Yol devam ettikçe yeni maceralar bizleri beklemektedir. Dünyadaki imtihanlarımız yürüdüğümüz yola ve bireysel potansiyelimize göre değişebilir. Yolumuz kimi zaman güçlüklerle dolu iken kimi zaman da çiçek bahçesinde yürüdüğümüzü zannettirecek kadar güzel olabilir. Önemli olan bizim o yolu nasıl yürüdüğümüzdür. Yolda yürürken bize yardımcı olacak bir pusulamız var mı? Kimlerin izini takip ediyoruz? Hangi yön okları bizi doğru sona ulaştırır? Tüm bunlar yolumuz bitene kadar sürekli sorgulamamız ve tetikte olmamız gereken durumlardır.

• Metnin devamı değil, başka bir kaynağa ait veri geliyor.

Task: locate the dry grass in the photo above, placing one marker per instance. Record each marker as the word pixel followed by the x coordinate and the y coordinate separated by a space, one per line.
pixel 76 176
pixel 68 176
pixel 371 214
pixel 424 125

Yürünecek yolu göstererek bize öğreten Rabbimizin bu yolda bizi rehbersiz bırakmadığı her daim zikrettiğimiz hususlardan biridir. Allah Teâlâ, Kur’an-ı Kerim ve peygamberlerimizle bilhassa Efendimiz  ile bizleri nasipdâr kılmıştır. Kur’an-ı Kerim’in pek çok yerinde peygamberlerin kıssaları bize örneklik teşkil etmekte özellikle yaptıkları dualar dünyadaki yolculuğumuzda tavrımızın nasıl olması gerektiğini bizlere göstermektedir. Yola çıkmak ile dua her daim iç içedir. Peygamber Efendimizin yaşayışı ise başından sonuna kadar hayatımızı düzene sokmamızda ve tavrımızı seçmemizde bizlere en güzel örnektir. Allah Resulü  yaşamı boyunca çeşitli yolculuklarda bulunmuş farklı insanlarla karşılaşmıştır. Yaşadığı her şey O’nu bir sonraki adıma, kıyamete kadar gelecek bütün insanlığa, âlemlere rahmet olmaya hazırlamıştır. O’nun hayatındaki en önemli olaylardan biri ise Medine’ye hicretidir.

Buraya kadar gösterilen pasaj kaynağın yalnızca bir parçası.